Unless a grain of wheat ...

Unless a grain of wheat ...

It's in the run up to Passover, Jesus has just ridden into Jerusalem on a donkey, hailed by the crowds as the coming King of Israel. There are some Greeks (Gentiles, foreigners) in the city for the festival who come up to Philip, from Bethsaida in Galilee - why him? I'm not sure, but for John to give us that detail suggests there must have been a reason - and asks "Sir, we wish to see Jesus."

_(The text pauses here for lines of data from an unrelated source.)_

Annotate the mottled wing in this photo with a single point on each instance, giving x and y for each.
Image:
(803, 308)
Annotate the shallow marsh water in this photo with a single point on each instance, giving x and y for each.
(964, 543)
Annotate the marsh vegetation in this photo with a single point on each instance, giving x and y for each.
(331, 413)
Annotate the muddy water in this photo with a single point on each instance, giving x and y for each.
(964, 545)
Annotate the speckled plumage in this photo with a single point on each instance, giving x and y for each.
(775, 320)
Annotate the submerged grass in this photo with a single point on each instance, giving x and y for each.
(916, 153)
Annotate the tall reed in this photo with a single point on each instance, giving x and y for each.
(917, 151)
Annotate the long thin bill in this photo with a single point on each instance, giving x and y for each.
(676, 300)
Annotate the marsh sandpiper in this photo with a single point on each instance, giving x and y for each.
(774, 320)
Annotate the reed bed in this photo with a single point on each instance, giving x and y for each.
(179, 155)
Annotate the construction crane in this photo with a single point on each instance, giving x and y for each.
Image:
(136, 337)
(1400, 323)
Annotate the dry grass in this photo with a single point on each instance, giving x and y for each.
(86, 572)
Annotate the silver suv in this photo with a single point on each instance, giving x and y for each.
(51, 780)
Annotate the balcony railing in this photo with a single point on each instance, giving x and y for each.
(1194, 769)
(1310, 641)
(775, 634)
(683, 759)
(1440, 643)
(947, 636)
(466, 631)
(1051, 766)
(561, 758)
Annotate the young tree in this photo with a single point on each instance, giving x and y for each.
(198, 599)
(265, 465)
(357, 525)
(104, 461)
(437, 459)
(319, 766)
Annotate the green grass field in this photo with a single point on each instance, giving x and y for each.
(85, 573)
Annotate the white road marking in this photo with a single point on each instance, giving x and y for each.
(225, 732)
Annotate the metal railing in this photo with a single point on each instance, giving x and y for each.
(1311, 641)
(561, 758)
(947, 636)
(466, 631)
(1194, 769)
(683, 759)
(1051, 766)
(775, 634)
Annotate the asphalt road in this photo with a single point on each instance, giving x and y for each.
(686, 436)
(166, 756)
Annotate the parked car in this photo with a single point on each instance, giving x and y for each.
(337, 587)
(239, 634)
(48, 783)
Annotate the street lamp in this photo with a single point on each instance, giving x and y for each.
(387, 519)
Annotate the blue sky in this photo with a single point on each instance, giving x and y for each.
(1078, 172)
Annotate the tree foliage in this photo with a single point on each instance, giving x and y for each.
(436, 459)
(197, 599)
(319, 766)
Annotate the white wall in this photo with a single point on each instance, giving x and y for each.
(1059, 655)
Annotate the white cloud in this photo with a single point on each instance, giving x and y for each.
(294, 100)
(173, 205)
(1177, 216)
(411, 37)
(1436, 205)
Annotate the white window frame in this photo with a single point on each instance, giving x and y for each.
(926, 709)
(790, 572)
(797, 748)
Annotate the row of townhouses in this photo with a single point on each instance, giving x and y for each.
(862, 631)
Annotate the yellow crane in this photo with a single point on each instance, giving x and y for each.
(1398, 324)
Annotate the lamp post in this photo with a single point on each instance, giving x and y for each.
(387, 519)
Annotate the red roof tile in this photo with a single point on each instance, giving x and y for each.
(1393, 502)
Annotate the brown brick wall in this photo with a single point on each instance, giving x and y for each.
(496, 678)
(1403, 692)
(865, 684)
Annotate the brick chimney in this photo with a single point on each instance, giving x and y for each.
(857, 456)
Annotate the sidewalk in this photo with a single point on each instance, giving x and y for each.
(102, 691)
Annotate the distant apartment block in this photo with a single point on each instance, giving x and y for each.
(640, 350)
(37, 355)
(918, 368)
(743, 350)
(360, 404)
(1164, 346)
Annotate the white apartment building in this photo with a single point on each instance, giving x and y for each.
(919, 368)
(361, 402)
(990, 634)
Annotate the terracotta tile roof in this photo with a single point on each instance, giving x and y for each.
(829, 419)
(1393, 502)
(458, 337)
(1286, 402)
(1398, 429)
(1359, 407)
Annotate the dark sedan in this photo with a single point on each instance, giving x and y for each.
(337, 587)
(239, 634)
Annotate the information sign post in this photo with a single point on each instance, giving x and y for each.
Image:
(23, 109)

This simple request set in motion a series of conversations that do not seem to have ended with the Greeks meeting Jesus. Of course, lots of things happened around Jesus that are not recorded in the Gospels: but what we read is that Philip told Andrew and they went to tell Jesus and Jesus answers them: “The hour has come for the Son of Man to be glorified. Unless a grain of wheat falls into the earth and dies, it remains just a single grain; but if it dies, it bears much fruit.”

 

This simple request, from a foreigner to meet with Jesus, seems to have sparked an understanding in him that now is the moment to speak out, now the hour has come, now it is time for him to be glorified. All of this will unfold from here on in: over the course of the next seven chapters of John’s gospel and over the course of the next two weeks as we experience Palm Sunday, Holy Week and Easter.

 

More than that, if we accept that being glorified is a way of bearing much fruit, Jesus is clearly indicating that the hour has come for this particular grain of wheat to fall into the earth and die; and pushing that one step further, it seems clear that Jesus is informing those with ears to hear that death is a necessary prelude to bearing much fruit.

 

We are not good at talking about death. We have taken it from the front room and consigned it to the quiet corners of hospitals and care homes. We have turned it from being a personal, family affair to a professional, business transaction. We have left the dead behind and now live with memories of those who have passed on, departed, gone. I’m not criticising these shifts in language: but I do think it’s a shame and, especially at this moment in human history, we would do well to talk more and more easily about death.

 

In Jesus words: “Unless a grain of wheat falls into the earth and dies, it remains just a single grain; but if it dies, it bears much fruit.”